Your mind and body associate the recent event with this physical sensation. The thing is, they also associate the physical sensation with the original injury. When you incurred the initial wound, you lacked your current size, strength and emotional and psychological capacities. Back then, the injury seemed life-threatening, and this gave the physical sensation its immense power. Now, although there is no existential threat, the pokes at the infected site of the original injury trigger the same sensation with its life-threatening feeling.
The above exercise uses your body is an empirical lab in which you verify and then patiently teach your mind and body that the physical sensation does not relate to any current existential threat. You could sit with it forever, and it would do you no harm. But you needn’t stay with that sensation very long, only until it dissolves of its own accord.
You should repeat this exercise as many times as you need to, triggering the sensation by recalling the recent event and sitting with it until it subsides. When revisiting the memory of the recent injury no longer brings on the strong physical sensation, you have forgiven.
Having forgiven, you shrug off a weight, unshoulder a burden.
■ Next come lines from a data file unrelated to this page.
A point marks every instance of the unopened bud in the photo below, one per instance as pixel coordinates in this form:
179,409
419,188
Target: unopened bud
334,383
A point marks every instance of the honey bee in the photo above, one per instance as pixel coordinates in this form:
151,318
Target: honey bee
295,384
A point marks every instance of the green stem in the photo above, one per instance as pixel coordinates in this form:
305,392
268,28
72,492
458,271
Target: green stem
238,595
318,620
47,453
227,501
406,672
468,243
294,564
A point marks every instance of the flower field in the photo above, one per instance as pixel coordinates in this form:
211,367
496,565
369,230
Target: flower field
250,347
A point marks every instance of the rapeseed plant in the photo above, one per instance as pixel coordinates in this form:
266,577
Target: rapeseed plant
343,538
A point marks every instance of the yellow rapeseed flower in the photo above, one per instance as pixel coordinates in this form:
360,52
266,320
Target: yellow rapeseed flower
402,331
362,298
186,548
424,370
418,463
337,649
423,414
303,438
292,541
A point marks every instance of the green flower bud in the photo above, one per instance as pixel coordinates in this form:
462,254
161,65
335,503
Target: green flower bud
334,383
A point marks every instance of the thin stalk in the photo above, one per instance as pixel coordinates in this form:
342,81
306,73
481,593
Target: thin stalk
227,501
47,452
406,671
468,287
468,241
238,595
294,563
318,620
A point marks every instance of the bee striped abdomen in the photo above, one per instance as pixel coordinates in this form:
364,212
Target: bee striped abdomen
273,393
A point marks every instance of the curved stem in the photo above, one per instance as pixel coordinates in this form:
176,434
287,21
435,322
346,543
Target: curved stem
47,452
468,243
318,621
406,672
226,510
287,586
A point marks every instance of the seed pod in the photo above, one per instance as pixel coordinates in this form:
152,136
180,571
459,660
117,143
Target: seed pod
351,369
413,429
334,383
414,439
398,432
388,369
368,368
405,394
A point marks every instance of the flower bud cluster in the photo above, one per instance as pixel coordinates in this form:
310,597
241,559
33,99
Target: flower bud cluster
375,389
You are lighter, free of a load that has sapped your energy, stolen from your life. By teaching your mind and body that the strong sensation within your resentment is no threat, you give yourself a most beautiful gift.
When you let resentment get the better of you, disappointment arises as a new layer. While you get the hang of this technique, you might lose patience with yourself because you are not forgiving as quickly as you’d like. You may go so far as to harbour resentment against yourself.
Aha! You’ve gone and poked an old injury yourself! No worry. Now just apply the same forgiveness to yourself as you’ve learned to do with others. Stick with it, when you forgive yourself, you give and receive the greatest gift of all.